A new GPS-based system is being installed in cabs that will allow companies and regulators to track the movements of individual taxis and drivers to see if any patterns emerge. The driving force behind the new technology is former state senator turned taxi executive Mark James. An actual crackdown would be great for the image of our town and also a welcome change for the many drivers who are honest but who are pressured to long-haul in order to compete against other, less scrupulous, drivers.
But before we declare the problem solved, keep in mind that most local cabs already have GPS systems, and if anyone wanted to single out those drivers who pull this crap every single time they are behind the wheel, it would be a fairly simple matter. The fact is, no one really looks at the computer logs and GPS info because it is labor-intensive. The Taxicab Authority sure as hell doesn’t put much effort into it, nor do the companies, and the proof is in the pudding — only 120 citations for long-hauling in all of 2012. There are probably that many violations every hour of every day.

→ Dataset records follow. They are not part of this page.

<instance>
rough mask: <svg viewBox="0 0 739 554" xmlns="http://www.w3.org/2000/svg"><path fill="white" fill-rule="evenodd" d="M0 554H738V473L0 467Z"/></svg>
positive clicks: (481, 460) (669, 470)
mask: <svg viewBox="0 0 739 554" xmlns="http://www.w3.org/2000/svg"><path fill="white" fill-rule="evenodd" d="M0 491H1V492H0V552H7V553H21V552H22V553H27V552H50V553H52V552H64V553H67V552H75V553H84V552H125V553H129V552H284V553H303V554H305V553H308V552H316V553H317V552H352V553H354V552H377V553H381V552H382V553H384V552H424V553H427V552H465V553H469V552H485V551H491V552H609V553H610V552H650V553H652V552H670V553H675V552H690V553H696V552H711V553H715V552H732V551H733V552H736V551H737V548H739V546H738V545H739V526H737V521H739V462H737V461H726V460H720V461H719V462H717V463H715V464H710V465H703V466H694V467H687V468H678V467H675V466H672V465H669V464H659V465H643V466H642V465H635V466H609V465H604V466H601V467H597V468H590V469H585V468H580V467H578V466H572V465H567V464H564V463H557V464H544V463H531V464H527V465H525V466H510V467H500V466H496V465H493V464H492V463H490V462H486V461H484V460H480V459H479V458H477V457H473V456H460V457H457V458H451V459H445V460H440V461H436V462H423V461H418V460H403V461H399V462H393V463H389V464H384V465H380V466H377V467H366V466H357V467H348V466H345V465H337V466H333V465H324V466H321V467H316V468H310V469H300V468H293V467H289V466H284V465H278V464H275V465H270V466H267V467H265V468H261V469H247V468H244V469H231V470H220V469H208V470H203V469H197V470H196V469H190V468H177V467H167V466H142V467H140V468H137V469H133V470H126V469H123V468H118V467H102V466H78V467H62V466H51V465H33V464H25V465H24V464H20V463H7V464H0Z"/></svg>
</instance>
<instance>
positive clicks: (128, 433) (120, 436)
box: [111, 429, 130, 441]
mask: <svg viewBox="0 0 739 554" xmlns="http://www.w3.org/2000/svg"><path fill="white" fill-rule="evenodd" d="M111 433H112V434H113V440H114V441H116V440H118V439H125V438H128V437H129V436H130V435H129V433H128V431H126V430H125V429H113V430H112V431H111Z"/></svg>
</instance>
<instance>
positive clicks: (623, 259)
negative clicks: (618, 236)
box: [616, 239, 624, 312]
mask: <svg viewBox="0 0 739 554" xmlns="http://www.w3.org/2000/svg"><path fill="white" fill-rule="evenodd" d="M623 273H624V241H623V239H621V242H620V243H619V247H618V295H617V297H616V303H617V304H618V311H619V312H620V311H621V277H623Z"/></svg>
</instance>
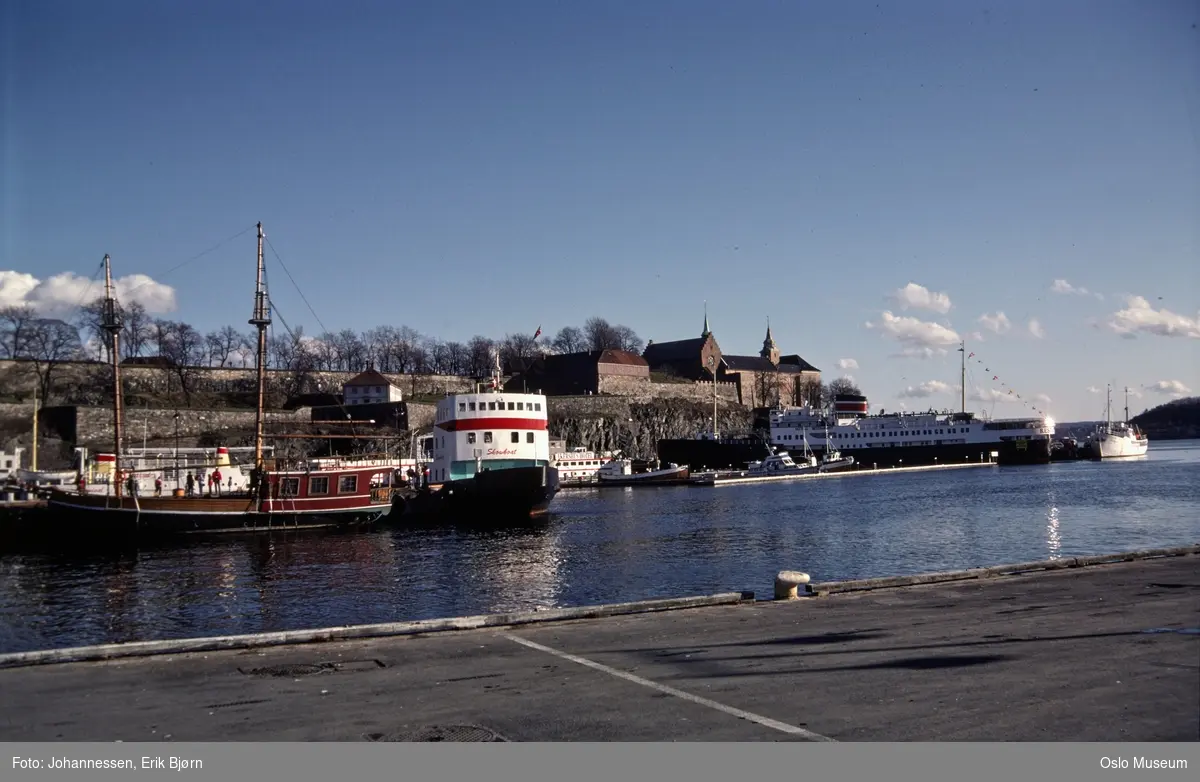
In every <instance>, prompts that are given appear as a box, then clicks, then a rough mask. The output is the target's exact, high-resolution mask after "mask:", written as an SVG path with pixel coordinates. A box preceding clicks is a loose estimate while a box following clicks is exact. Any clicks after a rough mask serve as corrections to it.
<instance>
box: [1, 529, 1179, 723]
mask: <svg viewBox="0 0 1200 782" xmlns="http://www.w3.org/2000/svg"><path fill="white" fill-rule="evenodd" d="M1162 553H1163V552H1159V554H1162ZM1168 553H1169V554H1171V555H1165V557H1163V555H1157V557H1153V558H1148V559H1140V558H1133V557H1132V558H1130V561H1102V560H1098V559H1097V560H1091V559H1087V558H1081V559H1080V560H1076V561H1075V563H1074V565H1075V566H1073V567H1072V566H1067V567H1061V569H1054V570H1040V571H1034V572H1014V571H1012V569H1009V570H1008V571H1006V570H1004V569H998V570H996V571H995V572H991V573H984V572H982V570H980V571H962V573H972V572H973V573H974V576H962V575H961V573H959V575H954V576H953V577H950V576H947V577H946V578H944V579H943V581H934V583H914V582H918V581H919V577H917V578H914V577H908V579H907V581H893V582H884V583H880V582H878V581H876V583H872V584H870V585H869V586H864V588H862V589H859V588H854V586H853V585H847V584H846V583H845V582H842V583H840V585H839V586H838V588H833V586H830V585H829V584H827V583H826V584H822V583H820V582H818V583H816V584H809V586H812V588H814V590H815V594H821V595H823V596H800V597H799V598H788V600H778V601H776V600H762V601H757V602H752V601H745V600H742V598H739V596H738V595H737V594H733V595H732V596H721V597H720V598H716V600H715V602H716V603H719V604H703V603H702V598H701V604H700V606H698V607H690V608H680V609H674V610H671V609H667V607H665V606H659V608H658V609H656V610H654V612H653V613H628V610H635V608H636V607H626V608H628V610H626V612H610V614H608V615H598V616H596V618H592V619H577V620H570V621H564V620H562V616H563V615H564V614H556V615H553V619H554V620H552V621H542V622H534V621H523V622H522V624H494V625H491V626H479V627H478V628H473V630H451V631H443V632H432V630H437V627H433V626H431V627H430V628H431V631H430V632H416V633H413V632H408V633H407V634H402V636H395V637H376V638H364V639H354V640H329V642H325V643H312V644H300V645H272V646H268V648H254V646H253V645H252V644H250V645H248V648H242V649H232V650H226V651H194V652H187V654H169V655H155V656H142V657H127V658H118V660H108V661H103V662H65V663H55V664H37V666H20V667H8V668H5V669H0V692H4V698H2V699H0V740H17V741H22V740H91V741H113V740H124V741H145V740H179V741H212V740H332V741H361V740H414V739H416V740H420V739H421V738H422V736H425V738H427V736H430V735H434V734H440V735H443V736H445V738H446V739H448V740H452V739H454V738H455V736H458V738H462V739H463V740H480V739H486V738H488V736H493V738H494V739H499V740H509V741H607V740H632V741H648V740H653V741H662V740H665V741H671V740H674V741H822V740H835V741H863V740H881V741H917V740H935V741H953V740H1002V741H1196V740H1200V547H1189V548H1186V549H1175V551H1172V552H1168ZM786 565H787V566H788V567H792V566H794V567H800V569H804V570H808V569H811V567H814V564H811V563H787V564H786ZM774 577H775V575H774V573H764V575H763V579H764V583H769V579H772V578H774ZM788 579H790V581H788V584H790V585H791V584H792V583H794V582H799V581H803V579H800V578H798V577H794V576H788ZM822 589H823V591H822ZM790 595H791V591H790V589H788V595H787V596H790ZM695 602H696V601H695V600H694V601H692V604H695ZM592 610H593V613H596V610H598V609H592ZM600 614H604V612H600ZM446 621H449V620H446ZM5 660H6V662H5V661H4V660H0V664H10V666H12V664H16V663H14V658H13V657H12V656H7V657H6V658H5ZM494 739H493V740H494Z"/></svg>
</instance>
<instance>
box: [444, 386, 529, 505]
mask: <svg viewBox="0 0 1200 782" xmlns="http://www.w3.org/2000/svg"><path fill="white" fill-rule="evenodd" d="M493 385H494V386H496V387H494V389H493V390H491V391H486V392H478V393H455V395H451V396H448V397H446V398H444V399H442V401H440V402H438V407H437V413H436V417H434V423H433V463H432V464H431V467H430V483H433V485H438V483H445V482H446V481H457V480H464V479H469V477H472V476H473V475H475V473H479V471H481V470H485V469H486V470H503V469H509V468H515V467H535V465H547V467H548V465H550V464H551V458H550V434H548V432H547V429H546V397H545V396H544V395H541V393H518V392H517V393H510V392H508V391H500V390H498V383H493Z"/></svg>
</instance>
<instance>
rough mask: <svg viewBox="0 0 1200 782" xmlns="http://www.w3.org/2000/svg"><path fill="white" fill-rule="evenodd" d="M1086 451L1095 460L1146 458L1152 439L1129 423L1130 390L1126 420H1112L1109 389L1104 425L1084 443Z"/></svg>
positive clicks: (1127, 399)
mask: <svg viewBox="0 0 1200 782" xmlns="http://www.w3.org/2000/svg"><path fill="white" fill-rule="evenodd" d="M1084 449H1085V451H1086V452H1087V455H1088V456H1090V457H1091V458H1093V459H1117V458H1126V457H1130V456H1146V451H1148V450H1150V438H1147V437H1146V433H1145V432H1142V431H1140V429H1139V428H1138V427H1136V426H1135V425H1133V423H1130V422H1129V389H1128V387H1127V389H1126V419H1124V421H1114V420H1112V386H1109V387H1108V403H1106V404H1105V405H1104V423H1100V425H1099V426H1097V427H1096V431H1094V432H1092V434H1090V435H1088V438H1087V440H1086V441H1085V443H1084Z"/></svg>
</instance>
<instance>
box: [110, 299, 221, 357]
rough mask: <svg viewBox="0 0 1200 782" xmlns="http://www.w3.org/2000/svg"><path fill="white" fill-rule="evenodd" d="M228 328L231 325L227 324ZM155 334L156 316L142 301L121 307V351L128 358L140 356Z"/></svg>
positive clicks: (139, 301) (134, 302)
mask: <svg viewBox="0 0 1200 782" xmlns="http://www.w3.org/2000/svg"><path fill="white" fill-rule="evenodd" d="M226 327H227V329H228V327H229V326H226ZM152 336H154V318H151V317H150V313H148V312H146V308H145V305H143V303H142V302H140V301H131V302H130V303H128V305H125V306H124V307H122V308H121V353H124V354H125V357H126V359H132V357H133V356H140V355H142V351H143V350H145V349H146V345H149V344H150V341H151V338H152Z"/></svg>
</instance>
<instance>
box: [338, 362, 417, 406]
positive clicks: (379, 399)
mask: <svg viewBox="0 0 1200 782" xmlns="http://www.w3.org/2000/svg"><path fill="white" fill-rule="evenodd" d="M378 402H403V395H402V393H401V391H400V389H398V387H396V385H395V384H394V383H392V381H391V380H389V379H388V378H385V377H383V375H382V374H379V373H378V372H376V371H374V369H373V368H371V369H367V371H366V372H364V373H361V374H358V375H355V377H354V378H352V379H349V380H347V381H346V383H344V384H343V385H342V404H374V403H378Z"/></svg>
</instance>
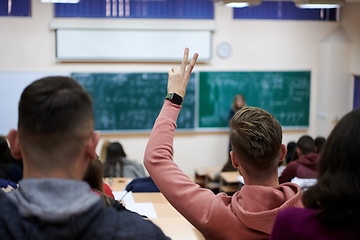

So kudos to those who have proposed the installation of the new technology, and congrats to those drivers who never succumbed to the temptation to long-haul, but unless the TA makes it clear to the taxi companies that this crap needs to stop, and unless it starts writing actual citations and prosecuting the drivers who pull this stuff, nothing is going to change. Let’s check back in a month or two and see if this was more than a publicity stunt.
Ex-Olympian Suzy Favor Hamilton, who made quite a splash a few months ago when her secret life as a high-priced Las Vegas call girl was made public, has reportedly agreed to a lucrative book deal. The dollar amounts I heard are damned impressive, and the word is, the writing has already begun. Makes me wonder if Suzy will give up the names of her wealthy clientele. … Former madam Heidi Fleiss, who now runs her own sanctuary in Nye County for exotic birds rescued from bad situations, has been interviewed for an upcoming program on Oprah Winfrey’s network. Heidi, who is a world-class character, reportedly told Oprah about her battles with illicit substances but says she has been clean for awhile and that the birds help keep her out of trouble. … Anyone with an interest in the best known secret military base in the world might want to check out a new book by Grant Cameron and Scott Crain called UFOs, Area 51, and Government Informants. It is an ambitious examination of the story and characters that put Area 51 on the map, specifically Bob Lazar, John Lear, Gene Huff and a host of other legitimate spooks and intelligence agents who were on the periphery of the wild stories that exploded back in 1989. … and if you haven’t yet visited the Area 51 exhibit at the Atomic Testing Museum, check it out. I took some out-of-town visitors through the exhibit and the larger museum the other day, and it still ranks as one of the most unique attractions our town has to offer. Fun, too.